## **Logistic regression**
Logistic regression is another form of regression which differs from the classical linear regression we saw in the first lesson. While linear regression outputs/predicts continous values, logistic regression outputs probabilities. It is mainly used in binary classification tasks although we call it regression. In **binary classification** we have mainly two classes: **class 0**  and **class 1**. A probability can take any value from 0 to 1. 
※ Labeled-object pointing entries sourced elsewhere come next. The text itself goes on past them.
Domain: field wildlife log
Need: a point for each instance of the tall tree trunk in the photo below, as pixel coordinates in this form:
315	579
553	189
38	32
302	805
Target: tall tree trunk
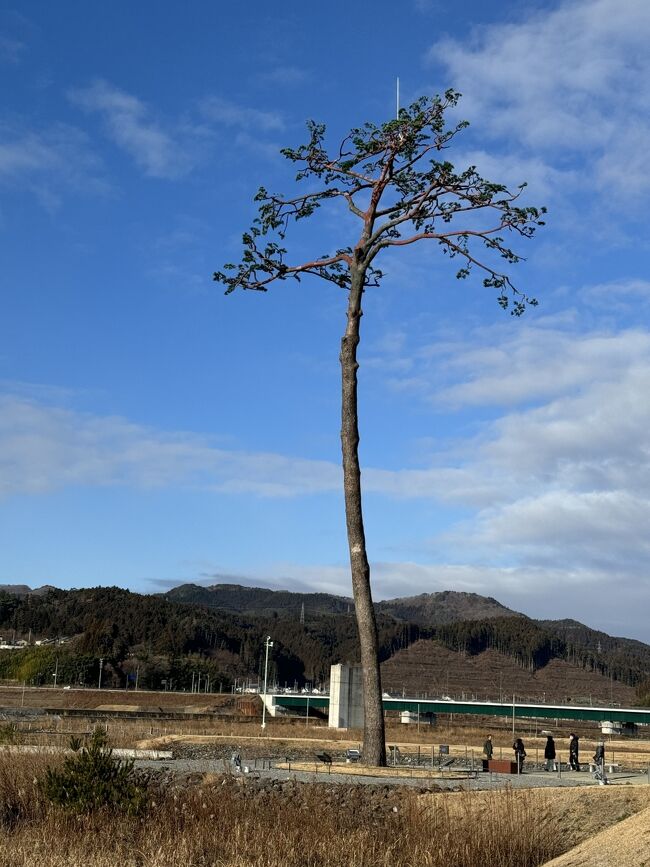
374	740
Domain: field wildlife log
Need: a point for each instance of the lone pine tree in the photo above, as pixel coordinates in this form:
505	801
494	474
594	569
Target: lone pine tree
394	179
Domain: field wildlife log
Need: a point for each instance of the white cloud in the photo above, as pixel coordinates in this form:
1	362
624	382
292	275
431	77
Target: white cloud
159	151
49	161
45	448
571	80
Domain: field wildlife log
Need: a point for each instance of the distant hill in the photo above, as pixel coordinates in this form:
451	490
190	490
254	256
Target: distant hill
427	609
220	631
430	609
257	600
24	590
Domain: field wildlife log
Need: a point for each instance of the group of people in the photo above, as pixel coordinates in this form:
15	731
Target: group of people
549	753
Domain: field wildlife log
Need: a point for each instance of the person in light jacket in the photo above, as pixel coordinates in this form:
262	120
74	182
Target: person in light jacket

In logistic regression we can perform binary classification by assigning predictions with probabilities greater than **0.5** to belong to class 1, else belonging to class 0. In linear regression we fit a straight line to our data points but in logistic regression we fit a logistic function to our data points. A logistic function has an S-shape. Watch this cool video from [statquest](https://www.youtube.com/watch?v=yIYKR4sgzI8).

In [1]:
from sklearn.datasets import load_breast_cancer
from sklearn.preprocessing import StandardScaler
from sklearn.model_selection import train_test_split
from sklearn.linear_model import LogisticRegression
from sklearn.metrics import accuracy_score

We import our breast cancer dataset, we standardize it then we build a logistic regression model

In [2]:
bc_data = load_breast_cancer()
x = bc_data.data # data
y = bc_data.target # labels
print(x.shape)
print(y.shape)
print(bc_data.feature_names) # use this to get names of variables
print(bc_data.target_names) # use this to find the various classes

(569, 30)
(569,)
['mean radius' 'mean texture' 'mean perimeter' 'mean area'
 'mean smoothness' 'mean compactness' 'mean concavity'
 'mean concave points' 'mean symmetry' 'mean fractal dimension'
 'radius error' 'texture error' 'perimeter error' 'area error'
 'smoothness error' 'compactness error' 'concavity error'
 'concave points error' 'symmetry error' 'fractal dimension error'
 'worst radius' 'worst texture' 'worst perimeter' 'worst area'
 'worst smoothness' 'worst compactness' 'worst concavity'
 'worst concave points' 'worst symmetry' 'worst fractal dimension']
['malignant' 'benign']


We standardize data using Standard scaler

In [3]:
scaler = StandardScaler()
x_scaled = scaler.fit_transform(x)


We split our data into training and a test set, then build our logistic regression model. We do a special kind of splitting called stratify splitting. This splitting ensures that both training and test data have equal percentages of data from both classes.

In [4]:
x_train, x_test, y_train, y_test = train_test_split(x_scaled, y, test_size=0.2, stratify=y)
logreg_clf = LogisticRegression()
logreg_clf.fit(x_train, y_train)



LogisticRegression(C=1.0, class_weight=None, dual=False, fit_intercept=True,
                   intercept_scaling=1, l1_ratio=None, max_iter=100,
                   multi_class='auto', n_jobs=None, penalty='l2',
                   random_state=None, solver='lbfgs', tol=0.0001, verbose=0,
                   warm_start=False)

Let us predict the class of one observation from our test set.

In [5]:
predicted_class = logreg_clf.predict(x_test[5].reshape(1, -1))
predicted_prob = logreg_clf.predict_proba(x_test[5].reshape(1, -1))
print('Predicted class = ',predicted_class, ' and Predicted probabilities = ',predicted_prob, 'Real class = ', y_test[5])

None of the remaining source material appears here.